Emulsion acrylic and tracing paper on hand tied acrylic vase 20 x 11cm 2021
My mother told me recently that she had wanted to call me Wanda, she had wanted to do a lot of things. I first saw Barbara Loden’s film Wanda late night on BBC 2 on a small Sony Trinitron in my council flat high above the London skyline. I had just agreed to let my teenage son go and live with his father after years battling for the critical importance of mothering. Seeing Wanda alone and isolated in the tower, the film left it’s texture and it’s aura with me, her blank cancelled out my blank leaving a beautiful after image of 16mm and at last the ambivalence of motherhood was there for me to see thanks to Barbara Loden. (1)
Years later the film has a deserved recognition and DVD release courtesy of the passion of Isabelle Huppert and I revisit Wanda. This time round I didn’t know what to make of it, it seemed mysterious, maybe this was because I was seeing it as a filmmaker with years of experience. When I first saw it I was full of promise..
WANDA DVD MK2
In her interview on the DVD, Huppert, who is known for her radical portrayals of women, speaks in French and there is no translation available on the disc, making it seem as if the French have taken ownership. The quotations framing this beautiful object in graphic white black and red are by two French women, Isabelle Huppert (my own translation)
‘Wanda is a masterpiece, if she disturbs, throws us, it’s because she’s an angel who tells us her solitary journey in the land of men, it’s her turn to take over, her night enlightens us.’
and Marguerite Duras
‘I think there is a miracle in Wanda, normally there is a distance between the representation and the text, between the subject and the action, here this distance is completely cancelled, there is an immediate and definitive coincidence between Loden and Wanda.’
CINEMA AS HEIST

Mr HIggins smoking his cigar a conman a tragicomic figure
Isabelle Huppert describes Wanda as a film about Loden’s relationship to cinema, cinema itself and her relationship to herself.
I identified with Barbara Loden as an outsider, as a filmmaker struggling against rejection in the malestream and as a single parent.
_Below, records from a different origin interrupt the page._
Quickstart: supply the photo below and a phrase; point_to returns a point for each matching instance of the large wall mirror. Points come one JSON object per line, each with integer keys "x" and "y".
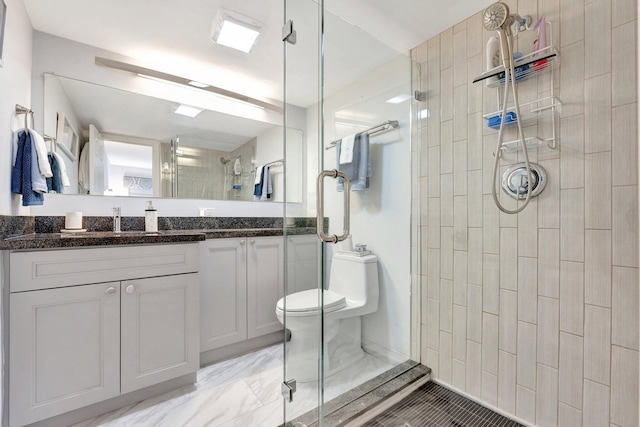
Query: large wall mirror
{"x": 136, "y": 145}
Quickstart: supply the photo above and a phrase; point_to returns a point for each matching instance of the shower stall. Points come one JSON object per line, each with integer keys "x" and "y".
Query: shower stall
{"x": 368, "y": 92}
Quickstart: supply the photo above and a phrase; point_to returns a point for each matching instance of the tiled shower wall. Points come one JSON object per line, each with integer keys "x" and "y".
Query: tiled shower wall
{"x": 536, "y": 313}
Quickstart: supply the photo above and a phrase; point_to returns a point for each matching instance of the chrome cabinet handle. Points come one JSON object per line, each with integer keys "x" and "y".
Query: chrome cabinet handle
{"x": 320, "y": 205}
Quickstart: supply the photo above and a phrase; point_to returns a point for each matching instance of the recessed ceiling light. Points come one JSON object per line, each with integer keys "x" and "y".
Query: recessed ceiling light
{"x": 186, "y": 110}
{"x": 235, "y": 30}
{"x": 398, "y": 99}
{"x": 198, "y": 84}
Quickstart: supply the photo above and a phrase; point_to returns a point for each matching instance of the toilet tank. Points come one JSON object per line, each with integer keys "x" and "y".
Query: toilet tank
{"x": 355, "y": 277}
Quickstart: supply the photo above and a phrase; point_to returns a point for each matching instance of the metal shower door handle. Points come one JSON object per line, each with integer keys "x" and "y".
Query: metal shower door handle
{"x": 333, "y": 173}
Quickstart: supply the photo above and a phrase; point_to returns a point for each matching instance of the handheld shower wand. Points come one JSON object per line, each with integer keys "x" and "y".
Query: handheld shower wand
{"x": 497, "y": 18}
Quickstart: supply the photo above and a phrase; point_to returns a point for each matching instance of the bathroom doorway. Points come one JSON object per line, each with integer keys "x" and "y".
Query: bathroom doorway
{"x": 339, "y": 338}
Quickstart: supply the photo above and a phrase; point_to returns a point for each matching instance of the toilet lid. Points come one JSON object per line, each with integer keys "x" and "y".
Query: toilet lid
{"x": 307, "y": 301}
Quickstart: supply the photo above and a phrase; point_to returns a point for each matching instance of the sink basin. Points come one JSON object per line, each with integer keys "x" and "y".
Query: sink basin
{"x": 108, "y": 234}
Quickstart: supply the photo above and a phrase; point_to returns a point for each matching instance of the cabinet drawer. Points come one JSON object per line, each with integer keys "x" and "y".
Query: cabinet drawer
{"x": 50, "y": 269}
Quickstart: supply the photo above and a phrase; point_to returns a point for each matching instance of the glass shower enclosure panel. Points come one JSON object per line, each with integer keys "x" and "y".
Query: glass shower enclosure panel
{"x": 349, "y": 88}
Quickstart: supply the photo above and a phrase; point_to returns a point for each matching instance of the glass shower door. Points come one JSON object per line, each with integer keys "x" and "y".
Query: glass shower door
{"x": 341, "y": 82}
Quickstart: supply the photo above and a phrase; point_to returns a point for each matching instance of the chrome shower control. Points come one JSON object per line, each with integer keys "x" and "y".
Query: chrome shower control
{"x": 515, "y": 180}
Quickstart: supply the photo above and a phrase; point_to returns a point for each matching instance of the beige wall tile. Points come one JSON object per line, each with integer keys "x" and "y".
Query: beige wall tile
{"x": 491, "y": 284}
{"x": 597, "y": 344}
{"x": 474, "y": 199}
{"x": 572, "y": 152}
{"x": 625, "y": 226}
{"x": 571, "y": 368}
{"x": 549, "y": 262}
{"x": 490, "y": 388}
{"x": 527, "y": 289}
{"x": 460, "y": 168}
{"x": 526, "y": 404}
{"x": 596, "y": 404}
{"x": 597, "y": 268}
{"x": 547, "y": 396}
{"x": 444, "y": 357}
{"x": 548, "y": 331}
{"x": 572, "y": 225}
{"x": 508, "y": 321}
{"x": 597, "y": 192}
{"x": 491, "y": 226}
{"x": 460, "y": 223}
{"x": 460, "y": 278}
{"x": 624, "y": 308}
{"x": 569, "y": 416}
{"x": 624, "y": 144}
{"x": 625, "y": 57}
{"x": 490, "y": 343}
{"x": 623, "y": 11}
{"x": 597, "y": 38}
{"x": 446, "y": 253}
{"x": 572, "y": 78}
{"x": 474, "y": 258}
{"x": 624, "y": 386}
{"x": 446, "y": 306}
{"x": 474, "y": 313}
{"x": 549, "y": 200}
{"x": 460, "y": 56}
{"x": 597, "y": 113}
{"x": 474, "y": 368}
{"x": 572, "y": 297}
{"x": 459, "y": 350}
{"x": 459, "y": 375}
{"x": 507, "y": 382}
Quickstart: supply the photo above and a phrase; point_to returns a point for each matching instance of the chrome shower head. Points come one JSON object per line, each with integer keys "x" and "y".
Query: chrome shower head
{"x": 496, "y": 17}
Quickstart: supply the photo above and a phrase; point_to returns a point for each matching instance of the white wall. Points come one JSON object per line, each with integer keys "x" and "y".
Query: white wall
{"x": 76, "y": 60}
{"x": 380, "y": 216}
{"x": 15, "y": 87}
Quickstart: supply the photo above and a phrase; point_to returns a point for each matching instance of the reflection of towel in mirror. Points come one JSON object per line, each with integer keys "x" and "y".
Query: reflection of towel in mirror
{"x": 83, "y": 170}
{"x": 54, "y": 183}
{"x": 23, "y": 171}
{"x": 267, "y": 187}
{"x": 41, "y": 149}
{"x": 64, "y": 178}
{"x": 359, "y": 170}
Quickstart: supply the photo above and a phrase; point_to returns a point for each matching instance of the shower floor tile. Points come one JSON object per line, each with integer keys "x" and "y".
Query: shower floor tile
{"x": 432, "y": 405}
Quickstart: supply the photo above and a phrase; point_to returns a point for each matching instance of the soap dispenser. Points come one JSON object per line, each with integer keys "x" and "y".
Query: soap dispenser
{"x": 151, "y": 218}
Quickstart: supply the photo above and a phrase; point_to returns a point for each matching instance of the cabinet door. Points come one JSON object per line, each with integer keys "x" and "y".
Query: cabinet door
{"x": 64, "y": 350}
{"x": 302, "y": 263}
{"x": 159, "y": 330}
{"x": 223, "y": 292}
{"x": 265, "y": 284}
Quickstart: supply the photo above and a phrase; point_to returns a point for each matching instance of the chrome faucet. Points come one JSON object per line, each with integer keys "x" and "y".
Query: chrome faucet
{"x": 116, "y": 220}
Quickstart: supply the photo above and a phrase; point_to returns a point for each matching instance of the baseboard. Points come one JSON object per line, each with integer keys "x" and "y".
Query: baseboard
{"x": 238, "y": 349}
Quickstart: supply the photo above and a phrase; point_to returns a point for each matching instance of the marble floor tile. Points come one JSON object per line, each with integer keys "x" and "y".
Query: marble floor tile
{"x": 244, "y": 391}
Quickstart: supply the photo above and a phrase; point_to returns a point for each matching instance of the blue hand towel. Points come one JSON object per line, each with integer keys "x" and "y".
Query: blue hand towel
{"x": 54, "y": 183}
{"x": 22, "y": 172}
{"x": 359, "y": 170}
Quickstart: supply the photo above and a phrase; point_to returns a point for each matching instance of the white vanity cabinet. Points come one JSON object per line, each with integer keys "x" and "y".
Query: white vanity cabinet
{"x": 241, "y": 282}
{"x": 106, "y": 327}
And the more I looked into her life the more affinities I found. (2)
1.Movies have the capacity to access lost affect and alienated selves.
Ref Madelaine Sprengnether Crying at the Movies
2. Loden says she escaped her hillbilly roots because she had different equipment, she ran away to become famous, I too ran away to be a star but found myself studying Brecht.
Loden studied Stanislavski and was a chorus girl.
3. How the film was received by feminists? There was alarm at the passivity of the lead,
Wanda was an unapologetic victim. She created a new image.
With her contempt for institutions, she knows she is the truth.
We’re not in the dimension of a show or spectacle but of humanity and the repressed and the deceptive simplicity reveals it’s complexity through the image and the jump cuts. The script has a hard boiled feel to it, there is an absence of sentimentality, an absence of affect.